Renal allograft complications often lead to allograft dysfunction or loss. These may include acute or chronic forms of rejection (cellular and/or antibody mediated), ischemic injury, calcineurin inhibitor toxicity (including thrombotic microangiopathy), pyelonephritis, infections common to immunocompromised hosts (including polyoma virus nephropathy), drug-related interstitial nephritis, recurrent or de novo glomerular diseases, among others. Adding to the complexity of care is the potential for heightened injury from nephrotoxic drug exposure.
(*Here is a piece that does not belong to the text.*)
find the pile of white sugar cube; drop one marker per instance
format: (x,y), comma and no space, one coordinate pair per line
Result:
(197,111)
In this case, fluconazole was likely a contributing factor to the supratherapeutic tacrolimus levels due to a drug–drug interaction with tacrolimus. Drug-drug interactions should be considered at each instance of medication reconciliation, prescription, or discontinuation to avoid supratherapeutic or subtherapeutic immunosuppressive drug levels, due to varying activity of the cytochrome P450 liver enzymes. Azole antifungals classically increase calcineurin inhibitor drug levels, as is suspected in the case of our patient. Systematic assessment of known or potential causes of acute renal allograft dysfunction can uncover previously unsuspected etiologies and help prevent worsening of this condition that carries significant mortality. Finally, anatomic abnormalities may contribute to renal allograft injury. Ureteral obstruction complicates approximately 2 % of renal allograft injuries, most frequently caused by anastomotic stricture or ischemia-induced fibrosis (van Roijen et al. 2001). Other rare causes have been reported, such as inguinal herniation of the allograft ureter (Ingber et al. 2007).

Conclusion

In conclusion, the diagnosis and management of acute kidney injury in the kidney transplant recipient requires expansion of the differential diagnosis beyond that used for non-transplant recipients. Careful physical exam, history taking, and laboratory studies are often complimented by imaging tests to help elucidate a cause. In this case, complications related to the recent transplant operation resulted in an unusual source of kidney injury.